The game tells the story of a future Earth long after catastrophe—in the form of an autonomous robotic swarm—has ruined the planet. But it's not mere dystopia, though one does come across many wrecked and overgrown spaces from that earlier age. Horizon instead focuses on how humans, having lost most of their past knowledge, rebuilt a world in tribal fashion, a world populated by animal-inspired machines. The game's story operates ambitiously in two timelines and features massive killer robots, cults, and mad Sun Kings, all set against the gorgeous background of the American West.

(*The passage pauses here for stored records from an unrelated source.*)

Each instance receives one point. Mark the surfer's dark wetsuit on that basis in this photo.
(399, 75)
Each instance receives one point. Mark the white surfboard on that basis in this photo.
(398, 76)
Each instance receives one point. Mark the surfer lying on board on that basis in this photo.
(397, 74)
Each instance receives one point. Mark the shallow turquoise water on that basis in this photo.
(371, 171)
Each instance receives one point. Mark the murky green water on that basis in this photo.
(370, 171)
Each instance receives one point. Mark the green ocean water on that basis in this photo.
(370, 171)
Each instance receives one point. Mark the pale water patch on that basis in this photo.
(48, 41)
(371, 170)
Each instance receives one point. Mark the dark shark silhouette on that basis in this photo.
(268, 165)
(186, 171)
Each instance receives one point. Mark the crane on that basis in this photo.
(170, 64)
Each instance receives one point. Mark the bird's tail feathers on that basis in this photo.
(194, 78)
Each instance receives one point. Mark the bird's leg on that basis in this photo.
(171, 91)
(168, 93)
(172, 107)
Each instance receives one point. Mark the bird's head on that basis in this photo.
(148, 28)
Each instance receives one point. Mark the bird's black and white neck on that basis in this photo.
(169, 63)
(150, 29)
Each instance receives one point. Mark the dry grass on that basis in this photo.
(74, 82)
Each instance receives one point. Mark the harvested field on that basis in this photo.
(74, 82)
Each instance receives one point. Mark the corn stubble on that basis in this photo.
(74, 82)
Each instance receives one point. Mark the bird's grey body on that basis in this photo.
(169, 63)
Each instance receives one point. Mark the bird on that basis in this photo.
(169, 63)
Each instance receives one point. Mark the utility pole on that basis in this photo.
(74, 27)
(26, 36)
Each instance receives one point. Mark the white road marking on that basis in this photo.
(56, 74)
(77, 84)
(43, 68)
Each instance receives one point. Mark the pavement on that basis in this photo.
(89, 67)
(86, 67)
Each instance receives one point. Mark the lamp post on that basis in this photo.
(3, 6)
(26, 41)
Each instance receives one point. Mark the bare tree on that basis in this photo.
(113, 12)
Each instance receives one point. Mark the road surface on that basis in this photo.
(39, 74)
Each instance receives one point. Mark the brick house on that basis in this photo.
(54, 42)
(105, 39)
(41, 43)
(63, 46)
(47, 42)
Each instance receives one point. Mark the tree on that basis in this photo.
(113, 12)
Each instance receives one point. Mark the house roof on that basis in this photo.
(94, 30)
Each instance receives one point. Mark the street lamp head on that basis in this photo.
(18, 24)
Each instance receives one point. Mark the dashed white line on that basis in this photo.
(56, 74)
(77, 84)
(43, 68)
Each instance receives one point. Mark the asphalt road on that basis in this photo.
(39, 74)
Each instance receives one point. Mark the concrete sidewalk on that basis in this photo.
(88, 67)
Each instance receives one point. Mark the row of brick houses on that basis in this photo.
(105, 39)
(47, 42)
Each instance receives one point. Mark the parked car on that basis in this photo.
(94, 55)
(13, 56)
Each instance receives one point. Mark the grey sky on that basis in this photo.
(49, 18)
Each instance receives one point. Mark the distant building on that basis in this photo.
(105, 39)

If the original Horizon had a flaw, it was long load times. As one redditor succinctly put it, "These load times are butt, huh?" Indeed they were. Extremely butt, in fact.
The payoff was a gorgeous open world with such distinctive art direction that the developer put out a hardcover book showcasing the design work that went into the game. (Yes, I bought it, because it was about ONE OF THE BEST GAMES OF ALL—well, you get it.)
But that amazing graphic design, as good as it looked when it appeared on the PS4, was a tiny bit dated as the years passed, especially when its just-as-gorgeous sequel came out on the PS5. The story and gameplay in the first title were still amazing, but it was disappointing not to be able to play both parts of ONE OF THE BEST GAMES..., etc, in identical visual glory.